Afghan lawmakers have been vocal about the reduced numbers as well.
"If Americans pull out all of their troops without a plan, the civil war of the 1990s would repeat itself," Naeem Lalai, an outspoken lawmaker from volatile Kandahar province told Reuters on Wednesday.
Mark Jacobson, a former NATO adviser to then-U.S. commander in Afghanistan, Gen, David Petraeus, said numbers under 6,000 troops would make it impossible to conduct any kind of mission in the country.
But Jacobson says the numbers being floated are also a shot across Karzai's bow.
"Karzai's people have said the U.S. needs Afghanistan more than Afghanistan needs U.S. troops and the administration is less than pleased with that," Jacobson said.
U.S. defense officials are playing a wait-and-see game on what the Karzai visit will produce.
A Republican member of the Senate Armed Service Committee, Lindsay Graham of South Carolina, said on Sunday that he would like to see a much larger enduring U.S. troop presence in Afghanistan.
Graham's comments represent what the opposite side of the spectrum, generally embraced by Republicans.

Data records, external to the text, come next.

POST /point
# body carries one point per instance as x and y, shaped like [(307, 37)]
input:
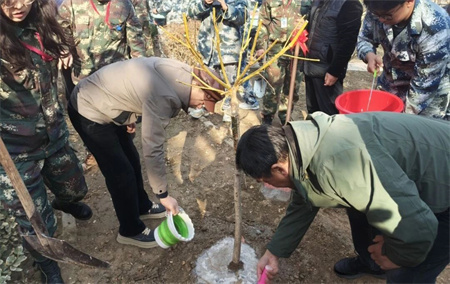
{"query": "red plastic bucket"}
[(357, 100)]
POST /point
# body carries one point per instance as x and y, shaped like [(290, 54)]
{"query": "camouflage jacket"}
[(142, 11), (101, 42), (32, 123), (278, 18), (417, 61), (230, 26)]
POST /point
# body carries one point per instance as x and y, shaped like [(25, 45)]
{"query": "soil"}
[(200, 173)]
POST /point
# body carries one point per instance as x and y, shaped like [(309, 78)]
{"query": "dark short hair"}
[(382, 5), (259, 148)]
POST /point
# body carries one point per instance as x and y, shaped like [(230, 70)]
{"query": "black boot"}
[(267, 119), (78, 210), (50, 272)]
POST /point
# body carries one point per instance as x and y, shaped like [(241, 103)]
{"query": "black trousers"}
[(118, 160), (426, 272), (320, 97)]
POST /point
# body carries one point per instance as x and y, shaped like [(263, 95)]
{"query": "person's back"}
[(133, 87), (397, 144)]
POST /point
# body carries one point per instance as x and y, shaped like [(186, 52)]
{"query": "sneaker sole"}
[(128, 241), (153, 216)]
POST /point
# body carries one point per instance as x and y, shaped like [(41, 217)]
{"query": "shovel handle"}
[(292, 83), (21, 190)]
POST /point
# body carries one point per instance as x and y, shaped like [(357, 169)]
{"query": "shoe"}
[(226, 118), (198, 112), (50, 272), (157, 211), (78, 210), (249, 106), (267, 120), (146, 239), (226, 104), (352, 268)]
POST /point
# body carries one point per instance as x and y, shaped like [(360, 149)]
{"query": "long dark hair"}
[(43, 17)]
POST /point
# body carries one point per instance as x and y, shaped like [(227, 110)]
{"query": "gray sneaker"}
[(146, 239), (157, 211)]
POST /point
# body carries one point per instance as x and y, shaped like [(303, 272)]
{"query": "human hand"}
[(329, 80), (131, 128), (171, 204), (259, 52), (223, 4), (375, 251), (374, 62), (65, 62), (270, 262)]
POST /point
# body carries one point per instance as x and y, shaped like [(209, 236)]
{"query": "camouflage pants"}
[(278, 76), (147, 32), (61, 173)]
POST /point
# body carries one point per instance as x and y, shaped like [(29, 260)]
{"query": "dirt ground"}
[(200, 172)]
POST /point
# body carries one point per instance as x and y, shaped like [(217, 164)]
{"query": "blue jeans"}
[(118, 160), (426, 272)]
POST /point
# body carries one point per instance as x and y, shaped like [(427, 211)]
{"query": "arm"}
[(293, 226), (134, 33), (348, 24), (199, 9), (366, 39), (430, 74), (381, 190), (165, 7), (235, 12)]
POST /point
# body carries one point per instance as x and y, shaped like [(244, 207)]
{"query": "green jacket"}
[(392, 167)]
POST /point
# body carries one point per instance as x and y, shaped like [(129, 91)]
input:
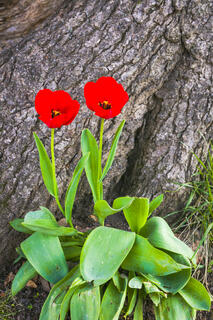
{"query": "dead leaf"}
[(31, 284), (9, 278)]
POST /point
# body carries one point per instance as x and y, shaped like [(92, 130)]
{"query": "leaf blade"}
[(112, 151), (45, 165)]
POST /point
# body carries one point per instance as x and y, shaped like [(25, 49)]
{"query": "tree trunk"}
[(159, 51)]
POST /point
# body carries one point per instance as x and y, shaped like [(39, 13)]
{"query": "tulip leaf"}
[(46, 166), (159, 234), (102, 209), (85, 303), (131, 303), (195, 294), (136, 214), (154, 204), (112, 150), (72, 188), (103, 252), (174, 307), (113, 301), (89, 144), (173, 282), (45, 254), (52, 306), (43, 221), (17, 225), (145, 258), (25, 273), (138, 313), (136, 282), (72, 252)]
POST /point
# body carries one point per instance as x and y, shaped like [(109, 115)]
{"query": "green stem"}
[(100, 188), (54, 176)]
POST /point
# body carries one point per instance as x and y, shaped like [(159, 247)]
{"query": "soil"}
[(27, 304)]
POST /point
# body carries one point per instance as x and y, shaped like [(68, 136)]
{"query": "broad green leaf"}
[(113, 301), (65, 305), (103, 252), (85, 303), (154, 204), (72, 252), (20, 255), (117, 280), (173, 282), (102, 209), (144, 258), (17, 225), (45, 254), (138, 313), (89, 144), (72, 188), (25, 273), (46, 165), (136, 282), (159, 234), (43, 221), (195, 294), (136, 214), (131, 303), (52, 305), (174, 308), (112, 150)]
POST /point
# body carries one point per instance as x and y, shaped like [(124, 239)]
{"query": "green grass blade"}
[(46, 166), (112, 150)]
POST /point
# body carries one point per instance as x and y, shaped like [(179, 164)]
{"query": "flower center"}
[(55, 113), (105, 105)]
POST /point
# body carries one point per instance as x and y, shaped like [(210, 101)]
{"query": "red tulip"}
[(105, 97), (56, 108)]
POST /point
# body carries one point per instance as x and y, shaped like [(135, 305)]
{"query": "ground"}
[(28, 302)]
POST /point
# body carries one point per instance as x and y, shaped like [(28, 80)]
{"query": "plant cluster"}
[(106, 272)]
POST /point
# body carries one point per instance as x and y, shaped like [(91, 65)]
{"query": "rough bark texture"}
[(158, 50)]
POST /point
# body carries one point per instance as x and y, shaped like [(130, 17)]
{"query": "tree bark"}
[(158, 50)]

"I think somewhere in the 15,000 to 20,000 range, depends on what the military commanders say," Graham told CNN's Candy Crowley on State of the Union
But Jacobson says we the numbers could also depend on how the Afghan government is perceived by the Afghan people. If the government seems to be providing basic services and has the support of the people, a reduced U.S. troop number could be appropriate.
Combined with a competent Afghan security force, there could be little reason to keep troops other than a U.S. counterterrorism force inside the country, according to Jacobson.